7. Faisant application de l’exception définie par l’article 3.2.2 du règlement de la zone UP1 du PLUi de D Métropole, l’arrêté en litige autorise que le projet, qui comporte plus de 10 places de stationnement, comporte un accès d’une largeur de 4,46 m au lieu des 5,5 m exigés en principe par les dispositions réglementaires précitées.
8. D’une part, les requérants soutiennent que l’application de cette exception n’est pas suffisamment justifiée. Toutefois, il ressort des pièces fournies dans le dossier de demande de permis de construire, et notamment de la notice architecturale, que le projet en litige a une longueur de façade sur rue qui est de 9,31 m, ce qui correspond à la largeur de la parcelle depuis la voie publique, et que la fonctionnalité du projet, qui propose de créer 8 logements, implique nécessairement de construire une cage d’escalier dans la partie du bâtiment donnant sur la voie publique, pour desservir, depuis le hall d’entrée, les trois étages de l’immeuble. Cette cage d’escalier, et le hall d’entrée qui y mène, occupent eux-mêmes la moitié de la largeur du bâtiment, et il ne ressort pas des pièces du dossier, ni n’est d’ailleurs soutenu, que cette largeur serait excessive pour satisfaire aux fonctionnalités de cette partie du projet. Enfin, si, comme le relèvent les requérants, l’immeuble qui existe à l’origine sur le terrain d’assiette, et que le projet propose de démolir, est doté d’une porte de garage plus large que celle que comporte le bâtiment projeté, cette considération est sans incidence, dès lors qu’il n’est ni démontré, ni même soutenu, que le bâtiment d’origine, à supposer même qu’il fût destiné à l’habitation, eût les mêmes fonctionnalités que le projet en litige. Dans ces conditions, compte tenu à la fois des besoins et des contraintes liées au bon fonctionnement interne de l’opération contestée, le maire de la commune de D n’a pas commis d’erreur de fait, ni fait une application inexacte des dispositions réglementaires précitées, en accordant à la société pétitionnaire, sur le fondement de ces dispositions, l’exception que celles-ci prévoient à l’application des règles relatives à la largeur d’accès minimal et en autorisant ainsi cette société à créer un accès d’une largeur de 4,46 m au lieu de 5,50 m.
9. D’autre part, le projet en litige débouche sur une voie à sens unique pour les voitures. L’accès carrossable qui est prévu se situe à une distance de plus de 80 m de l’intersection entre l’avenue Thiers et la rue de Bonnefin, et à une distance de plus de 90 m de l’intersection entre cette rue et la rue Leyronneire.

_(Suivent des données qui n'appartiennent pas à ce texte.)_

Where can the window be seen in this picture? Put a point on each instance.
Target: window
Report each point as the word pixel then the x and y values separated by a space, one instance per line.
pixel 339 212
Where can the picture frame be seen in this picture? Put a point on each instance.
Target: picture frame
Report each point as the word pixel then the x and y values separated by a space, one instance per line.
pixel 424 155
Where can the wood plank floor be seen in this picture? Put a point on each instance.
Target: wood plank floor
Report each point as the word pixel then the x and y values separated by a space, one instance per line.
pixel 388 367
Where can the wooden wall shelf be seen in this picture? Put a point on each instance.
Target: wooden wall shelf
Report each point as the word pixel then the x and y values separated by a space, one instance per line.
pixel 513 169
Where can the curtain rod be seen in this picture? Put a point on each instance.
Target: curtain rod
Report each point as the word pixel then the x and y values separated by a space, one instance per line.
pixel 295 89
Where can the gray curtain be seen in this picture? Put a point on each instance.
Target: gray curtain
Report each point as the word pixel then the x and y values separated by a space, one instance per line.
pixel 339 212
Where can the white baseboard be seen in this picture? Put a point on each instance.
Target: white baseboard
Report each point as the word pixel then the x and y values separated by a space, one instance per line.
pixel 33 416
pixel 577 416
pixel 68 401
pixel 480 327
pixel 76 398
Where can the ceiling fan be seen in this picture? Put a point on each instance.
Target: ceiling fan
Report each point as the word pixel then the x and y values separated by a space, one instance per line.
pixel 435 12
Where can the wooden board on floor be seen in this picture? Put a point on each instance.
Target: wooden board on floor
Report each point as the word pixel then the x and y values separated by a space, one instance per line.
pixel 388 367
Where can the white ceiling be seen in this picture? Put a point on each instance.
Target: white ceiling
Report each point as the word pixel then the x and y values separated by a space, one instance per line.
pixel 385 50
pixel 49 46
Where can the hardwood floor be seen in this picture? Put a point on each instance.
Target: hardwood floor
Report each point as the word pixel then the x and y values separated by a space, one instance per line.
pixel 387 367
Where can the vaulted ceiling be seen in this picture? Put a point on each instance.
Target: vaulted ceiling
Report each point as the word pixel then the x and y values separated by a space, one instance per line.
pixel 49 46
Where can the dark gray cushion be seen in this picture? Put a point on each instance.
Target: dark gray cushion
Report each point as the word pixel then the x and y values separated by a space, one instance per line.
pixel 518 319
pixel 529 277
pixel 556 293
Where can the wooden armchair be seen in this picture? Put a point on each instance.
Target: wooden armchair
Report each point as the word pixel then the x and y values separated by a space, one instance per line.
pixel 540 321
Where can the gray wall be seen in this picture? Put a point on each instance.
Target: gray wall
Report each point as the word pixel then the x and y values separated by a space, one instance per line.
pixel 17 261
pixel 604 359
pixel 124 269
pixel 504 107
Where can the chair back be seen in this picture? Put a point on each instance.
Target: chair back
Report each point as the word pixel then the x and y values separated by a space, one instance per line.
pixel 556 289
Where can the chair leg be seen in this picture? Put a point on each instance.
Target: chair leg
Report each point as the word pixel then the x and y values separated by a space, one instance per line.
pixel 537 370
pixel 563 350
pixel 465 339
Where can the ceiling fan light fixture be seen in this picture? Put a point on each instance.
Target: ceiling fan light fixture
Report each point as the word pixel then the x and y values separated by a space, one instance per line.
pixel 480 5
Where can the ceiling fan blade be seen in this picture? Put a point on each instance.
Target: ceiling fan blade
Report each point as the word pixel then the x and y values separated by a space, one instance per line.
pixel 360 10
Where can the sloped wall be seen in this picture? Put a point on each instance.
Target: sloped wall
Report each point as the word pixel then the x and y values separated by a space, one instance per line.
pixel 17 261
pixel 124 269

Si des places de stationnement en bord de voie publique sont implantées des deux côtés de la rue Bonnefin, une large bande interdite au stationnement existe depuis le n° 14 jusqu’au n° 18 de la voie, au milieu de laquelle se trouve l’accès critiqué, qui permet aux usagers du projet qui en sortent d’avoir une visibilité suffisante avant de s’engager sur la voie. Quand bien même le projet implique de créer davantage de places de stationnement que de logements, en l’occurrence 20 places de stationnement, il ne ressort pas des pièces du dossier que, compte tenu à la fois de leur nombre, de la configuration de la voie publique et des conditions de circulation, l’existence même de cet accès, dont la largeur est suffisante pour permettre le croisement des véhicules, ou l’augmentation du trafic susceptible de résulter de la création du parking, seraient de nature à susciter des risques pour les usagers du projet ou à faire naître, par rapport à la situation préexistante, des risques supplémentaires pour la circulation du public, à pieds, en voiture ou en cycle.

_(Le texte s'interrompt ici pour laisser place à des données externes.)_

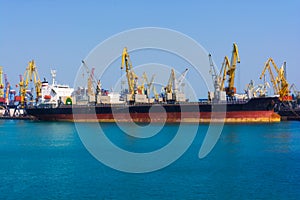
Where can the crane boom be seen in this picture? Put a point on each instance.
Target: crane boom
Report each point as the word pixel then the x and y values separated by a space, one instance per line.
pixel 222 75
pixel 235 58
pixel 130 75
pixel 30 75
pixel 280 84
pixel 1 83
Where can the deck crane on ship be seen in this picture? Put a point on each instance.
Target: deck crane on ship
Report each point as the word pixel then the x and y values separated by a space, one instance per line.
pixel 130 75
pixel 30 75
pixel 235 58
pixel 2 99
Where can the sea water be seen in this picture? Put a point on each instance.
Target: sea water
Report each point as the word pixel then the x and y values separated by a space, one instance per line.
pixel 47 160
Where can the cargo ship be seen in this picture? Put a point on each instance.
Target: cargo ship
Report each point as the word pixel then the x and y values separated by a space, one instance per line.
pixel 255 110
pixel 136 104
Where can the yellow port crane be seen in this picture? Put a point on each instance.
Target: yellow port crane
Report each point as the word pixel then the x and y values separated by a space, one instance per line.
pixel 235 58
pixel 130 75
pixel 149 84
pixel 222 75
pixel 280 84
pixel 30 75
pixel 1 83
pixel 169 87
pixel 296 92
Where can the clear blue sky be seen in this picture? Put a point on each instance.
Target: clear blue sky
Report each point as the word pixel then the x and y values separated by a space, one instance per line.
pixel 60 33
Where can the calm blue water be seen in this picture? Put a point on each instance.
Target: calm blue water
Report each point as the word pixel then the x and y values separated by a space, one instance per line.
pixel 40 160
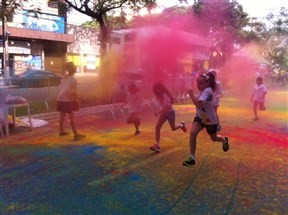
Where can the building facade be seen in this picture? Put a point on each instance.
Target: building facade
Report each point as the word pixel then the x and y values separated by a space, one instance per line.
pixel 36 41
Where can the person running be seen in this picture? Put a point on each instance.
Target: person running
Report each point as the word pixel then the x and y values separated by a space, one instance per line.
pixel 135 103
pixel 205 115
pixel 165 112
pixel 217 94
pixel 258 96
pixel 67 95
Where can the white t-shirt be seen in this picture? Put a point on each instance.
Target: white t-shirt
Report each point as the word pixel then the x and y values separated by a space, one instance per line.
pixel 135 102
pixel 165 103
pixel 67 86
pixel 207 113
pixel 259 92
pixel 217 93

10. Les dispositions des articles 3.1 et 3.2 ont pour objet de réglementer, d’une part, l’aménagement des voies existantes ou à créer, destinées à desservir le terrain d’assiette, et d’autre part, les accès. Elles n’ont pas pour objet ni pour effet de réglementer la voirie interne du terrain. Par suite, le moyen tiré de ce que la voirie à créer à l’intérieur du terrain d’assiette ne correspond pas à la largeur minimale requise par ces dispositions réglementaires, relatives à la desserte, doit être écarté comme inopérant.

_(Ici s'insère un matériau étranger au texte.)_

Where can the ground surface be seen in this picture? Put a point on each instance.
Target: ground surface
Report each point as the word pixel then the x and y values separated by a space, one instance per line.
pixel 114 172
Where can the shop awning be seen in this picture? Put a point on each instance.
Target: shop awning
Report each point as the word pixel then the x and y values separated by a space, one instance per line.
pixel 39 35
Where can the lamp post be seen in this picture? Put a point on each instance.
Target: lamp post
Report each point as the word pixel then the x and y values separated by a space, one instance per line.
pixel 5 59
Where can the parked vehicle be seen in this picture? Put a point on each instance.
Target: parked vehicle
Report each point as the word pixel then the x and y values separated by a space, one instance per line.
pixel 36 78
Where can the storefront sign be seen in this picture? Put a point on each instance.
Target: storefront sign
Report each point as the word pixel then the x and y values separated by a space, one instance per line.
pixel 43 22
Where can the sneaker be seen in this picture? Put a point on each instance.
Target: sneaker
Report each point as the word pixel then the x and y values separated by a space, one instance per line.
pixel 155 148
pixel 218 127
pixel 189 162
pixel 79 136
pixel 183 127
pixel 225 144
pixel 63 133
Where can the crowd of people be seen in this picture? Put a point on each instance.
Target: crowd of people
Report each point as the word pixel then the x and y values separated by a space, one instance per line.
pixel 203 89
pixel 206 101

11. Enfin, si les requérants soutiennent que le projet ne permettrait pas l’accès des constructions situées en fond de parcelle pour les véhicules de protection contre l’incendie, la construction est desservie par une voie publique, dont il n’est pas discuté que sa largeur est suffisante pour la circulation de ces véhicules. Il ne ressort pas des pièces du dossier que les parties de la construction projetée situées en fond de parcelle seraient inaccessibles pour les personnels et les engins de lutte contre l’incendie déployés depuis la voie publique. Le service départemental d’incendie et de secours (SDIS) de la Gironde a d’ailleurs émis un avis favorable au projet le 21 juin 2023.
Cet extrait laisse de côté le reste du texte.